The reason for the 1915 slaughter was they had had a poor fishing season on the lake so they found it necessary to double up on their efforts to kill more waterfowl during the coming waterfowl season, needing money on which to live. The “slaughter,” which had the sanction of the game commission, was an effort to relieve distress among the poor Cajun families who were victims of the poor fishing season.

After the Civil War, the French Market was perhaps unsurpassed by that of any other city in the world, with its heyday being in the late nineteenth century. It received a constant supply of venison, bison, bears, pigeons, woodcocks, rails, quail, prairie chickens, plovers, snipe, squirrels, rabbits, coons, turkeys, cranes, geese, and ducks. Most of this game reached the populace, the principal hotels, restaurants, and saloons via the French Market to gratify the hungry stomachs of an immense army of gourmands, who did not partake of hog and hominy exclusively.

The market hunters at Lake Salvador had two latten-rigged “luggers,” which were constantly loaded to capacity with waterfowl during the four months. Taken to Des Allemands, the waterfowl, principally ducks, were shipped by the Southern Pacific railroad in great quantities to New Orleans, and large quantities were also shipped via the water route by the steamer St. Charles.

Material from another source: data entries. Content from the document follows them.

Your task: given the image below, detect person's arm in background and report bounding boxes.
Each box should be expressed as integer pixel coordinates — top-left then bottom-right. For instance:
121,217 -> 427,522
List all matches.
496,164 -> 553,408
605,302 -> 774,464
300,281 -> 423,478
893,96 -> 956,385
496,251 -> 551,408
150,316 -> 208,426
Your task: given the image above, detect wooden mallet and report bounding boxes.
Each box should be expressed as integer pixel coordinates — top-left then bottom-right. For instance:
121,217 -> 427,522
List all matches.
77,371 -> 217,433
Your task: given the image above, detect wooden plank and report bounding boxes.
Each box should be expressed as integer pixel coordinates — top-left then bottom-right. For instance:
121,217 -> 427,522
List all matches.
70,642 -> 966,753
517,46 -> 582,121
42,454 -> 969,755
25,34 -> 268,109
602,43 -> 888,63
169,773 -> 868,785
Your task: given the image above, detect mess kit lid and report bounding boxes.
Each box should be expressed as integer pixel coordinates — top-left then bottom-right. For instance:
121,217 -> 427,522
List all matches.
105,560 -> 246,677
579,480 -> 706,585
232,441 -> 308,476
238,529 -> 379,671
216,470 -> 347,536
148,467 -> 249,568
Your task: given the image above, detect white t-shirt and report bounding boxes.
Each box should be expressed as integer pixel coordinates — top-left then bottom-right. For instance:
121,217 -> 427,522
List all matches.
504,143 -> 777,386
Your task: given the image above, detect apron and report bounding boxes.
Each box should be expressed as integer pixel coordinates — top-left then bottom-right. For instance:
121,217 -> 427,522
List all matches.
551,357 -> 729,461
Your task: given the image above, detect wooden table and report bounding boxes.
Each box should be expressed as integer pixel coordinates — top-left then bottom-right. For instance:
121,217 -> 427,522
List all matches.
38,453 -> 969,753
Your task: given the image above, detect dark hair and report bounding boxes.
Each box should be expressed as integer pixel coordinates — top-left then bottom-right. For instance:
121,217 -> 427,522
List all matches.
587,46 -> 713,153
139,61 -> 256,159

According to those in the know, there was no other place in Louisiana that was as good a market-hunting preserve as Lake Salvador, for it was very near the game markets of New Orleans and had an unlimited supply of birds. Being so close, ice was not needed, thus a large sugar barrel held 40 pairs of French ducks, or 80 pairs of teal. In addition, baiting was not necessary, for the fodder grew wild in great abundance. And before the universal use of breechloaders and the invention of nitro-powders, it was not unusual to see acres and acres of ducks on the lake.

Encompassing four million acres, Louisiana’s coastal marshes and swamps represent over 40 percent of the estuarine wetlands in the contiguous United States. Millions of people rely directly or indirectly on the marshes for their livelihood and for protection against hurricanes and storms. This land was the heart of the unique Cajun culture.

Located at the southern end of the Mississippi and Central Flyways, the lowlying coasts, where stretched great vistas of marsh and shallow lagoon, gave food and shelter to seventy per cent of the waterfowl of the United States and Canada. Wild geese and ducks of all kinds and species, shorebirds such as yellowlegs, plovers, willets, snipe, and woodcock migrated to these natural feeding grounds to escape the rigors and barren bleakness of northern winters.

For the migratory game birds of the Mississippi Valley, Louisiana was the “Grand Central Depot” with terminal facilities that were unsurpassed. Her reedy shores, her vast marshes, her long coast line, and abundance of food furnished what was not only a haven but a heaven for waterfowl and shorebirds.

But it has been and is still under attack. As the twentieth century progressed, each year coastal Louisiana lost its wetlands at an increasing rate, reaching about 40 square miles per year in the 1970s. This represented 80 percent of all coastal wetland loss in the United States and constituted an economic cost of about one-half billion dollars per year. Recently the rate of wetland loss has slowed somewhat.